In 2001 the Privacy Commissioner released the results of a comprehensive research project into public attitudes towards privacy issues that was commissioned earlier in the year.[582] The research findings were incorporated into three separate reports: Privacy and the Community; Privacy and Business; and Privacy and Government. The results indicate overwhelming support for privacy protection. For example, 91 percent of the public said that they would like businesses to seek permission before engaging in direct marketing; 89 percent would like organizations to advise them who would have access to their personal information and 92 percent would like to be told how it would be used; 42 percent have refused to deal with organizations they felt did not adequately protect their privacy. When asked what kind of data they considered most sensitive 40 percent identified financial details, 11 percent identified income, 7 percent identified medical or health information, 4 percent identified home address, 3 percent identified phone number and 3 percent identified genetic information.[583] The Privacy Commissioner is using the results of the survey in setting out a future work plan for the office including informing the marketing and communications strategy, and providing information for other areas of responsibility such as the development of industry codes and guidelines.
A complex mix of privacy standards applies to the telecommunications sector. The Telecommunications Act 1997[584] contains a detailed list of 'exceptions' from a basic presumption of confidentiality of customer records.[585] These exceptions are similar to those in the use and disclosure principles of the federal Privacy Act. An Industry Forum prepares detailed Codes and Guidelines, some of which are binding.[586] A Code of Practice on the Protection of Customer Personal Information that was binding on all telecommunications carriers and service providers, was de-registered once the private sector amendments took effect. The enforcement position remains confusing, with the Australian Communications Authority (ACA); the Telecommunications Industry Ombudsman and the Privacy Commissioner all having overlapping jurisdictions. There is also a binding Code of Practice on Calling Number Display (CND),[587] which requires carriers to offer free per call and per line blocking (but only on an opt-out basis) and attempts to impose guidelines on telephone users' use of CND information. Other Codes deal incidentally with privacy issues such as directories, numbering and emergency calls.
The Telecommunications (Interception) Act of 1979[588] regulates the interception of telecommunications.

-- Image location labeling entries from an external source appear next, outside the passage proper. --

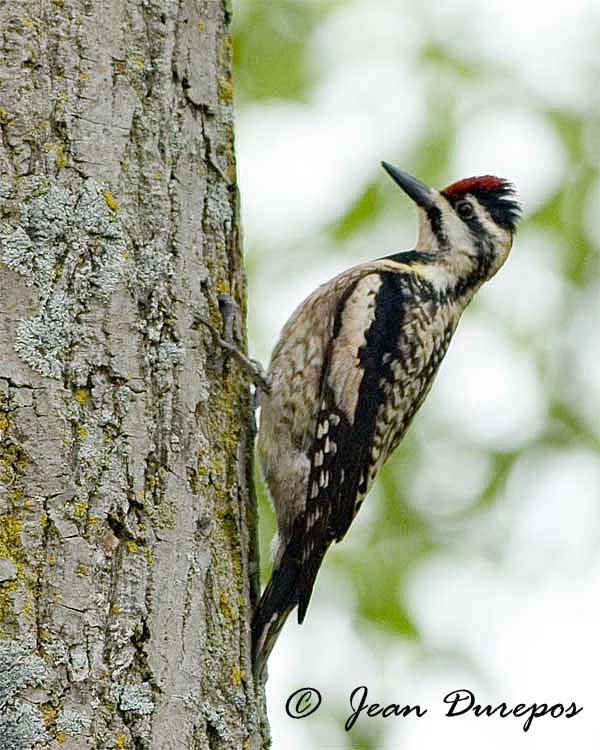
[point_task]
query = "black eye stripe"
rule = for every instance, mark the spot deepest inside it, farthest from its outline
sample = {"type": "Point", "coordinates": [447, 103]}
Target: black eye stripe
{"type": "Point", "coordinates": [465, 210]}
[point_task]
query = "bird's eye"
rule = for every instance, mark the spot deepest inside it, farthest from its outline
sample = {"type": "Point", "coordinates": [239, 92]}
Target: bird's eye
{"type": "Point", "coordinates": [465, 210]}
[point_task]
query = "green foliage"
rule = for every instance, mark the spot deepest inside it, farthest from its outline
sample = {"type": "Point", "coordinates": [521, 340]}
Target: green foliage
{"type": "Point", "coordinates": [270, 48]}
{"type": "Point", "coordinates": [273, 58]}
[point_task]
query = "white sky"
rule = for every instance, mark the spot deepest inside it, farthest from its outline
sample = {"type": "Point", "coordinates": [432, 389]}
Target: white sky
{"type": "Point", "coordinates": [515, 621]}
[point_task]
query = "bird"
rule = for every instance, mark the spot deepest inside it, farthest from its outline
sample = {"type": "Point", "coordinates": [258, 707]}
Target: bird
{"type": "Point", "coordinates": [353, 365]}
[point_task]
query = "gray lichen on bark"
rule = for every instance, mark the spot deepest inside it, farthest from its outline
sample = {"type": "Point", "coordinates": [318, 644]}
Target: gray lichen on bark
{"type": "Point", "coordinates": [126, 502]}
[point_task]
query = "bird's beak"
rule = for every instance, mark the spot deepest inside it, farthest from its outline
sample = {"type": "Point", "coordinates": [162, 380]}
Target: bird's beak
{"type": "Point", "coordinates": [422, 194]}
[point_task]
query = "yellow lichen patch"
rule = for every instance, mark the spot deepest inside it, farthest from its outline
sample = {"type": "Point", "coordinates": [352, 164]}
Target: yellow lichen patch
{"type": "Point", "coordinates": [49, 714]}
{"type": "Point", "coordinates": [227, 610]}
{"type": "Point", "coordinates": [10, 537]}
{"type": "Point", "coordinates": [80, 509]}
{"type": "Point", "coordinates": [82, 395]}
{"type": "Point", "coordinates": [226, 91]}
{"type": "Point", "coordinates": [237, 675]}
{"type": "Point", "coordinates": [111, 201]}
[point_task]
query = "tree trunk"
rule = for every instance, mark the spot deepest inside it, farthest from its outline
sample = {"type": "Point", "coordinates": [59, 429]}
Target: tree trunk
{"type": "Point", "coordinates": [127, 512]}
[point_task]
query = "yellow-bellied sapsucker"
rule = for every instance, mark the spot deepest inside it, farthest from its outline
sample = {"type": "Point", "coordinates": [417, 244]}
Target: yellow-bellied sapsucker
{"type": "Point", "coordinates": [353, 365]}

A warrant is required under the Act and it also provides for detailed monitoring and reporting. However, the Interception Act safeguards need to be read alongside Part 15 of the Telecommunications Act 1997 that places obligations on telecommunications providers to provide an interception capability and positively assist law enforcement agencies in relation to interception. There have been several changes to the interception regime in recent years, including broadening the range of offences for which warrants can be obtained; allowing more law enforcement agencies to apply for warrants and more of them to execute warrants themselves; and transferring the warrant issuing authority from federal court judges to designated members of the Administrative Appeals Tribunal (who are on term appointments rather than tenured and are arguably less independent). Significant loopholes exist within the legislation, and uncertainty in relation to allowable 'participant monitoring'.[589] There also remains considerable uncertainty as to the position of e-mail and other stored communications, under the telecommunications laws - it is not clear which communications are subject to the strict Interception Act safeguards and which only to the lesser controls of the Telecommunications Act.
Interception activity increased substantially in the last year reported, once again. In 2002-03, the number of warrants issued up to 2,514, with only 4 applications having been refused.[590] This excludes an undisclosed number of interception warrants issued to the Australian Security Intelligence Organisation by the Attorney General.
In April 2003, the National Office for the Information Economy (NOIE) released a final report of its review of the spam problem and how it can be countered.[591] The NOIE report makes several recommendations, largely endorsing proposals by the Privacy Commissioner, including outlawing spam, urging ISPs and consumers to use anti-spam software, and committing to working internationally on this issue. One recommendation of the NOIE Report proposes that the Australian Competition and Consumer Commission, the Australian Securities and Investment Commission and the Office of the Federal Privacy Commissioner should ensure that relevant legislation is fully applied to spam. The government hosted an industry consultation in June 2003 and legislation is expected to follow.
Electronic Frontiers Australia[592] and the Australian Privacy Foundation[593] have both criticized the international proposal for ENUM (or "electronic numbering"), a protocol for translating telephone numbers into Internet domain names and mapping telephone numbers to other means of communication such as e-mail, fax and mobile numbers. ENUM poses serious risks to privacy due to its creation of a unique individual identifier and, also, the currently proposed system requires personal information about individuals, who have an ENUM address, to be made publicly-accessible in a database on the Internet. It is likely that marketers, spammers, and malicious actors will mine the database for personal contact information. Since there are no statutory protections in place regulating the use of ENUM contact information, marketers and spammers may use the contact information for junk mail, unsolicited commercial e-mail, and other forms of commercial solicitations. The system could facilitate an unprecedented amount of spam because programs could be designed to send solicitations to all of the registrant's communications devices.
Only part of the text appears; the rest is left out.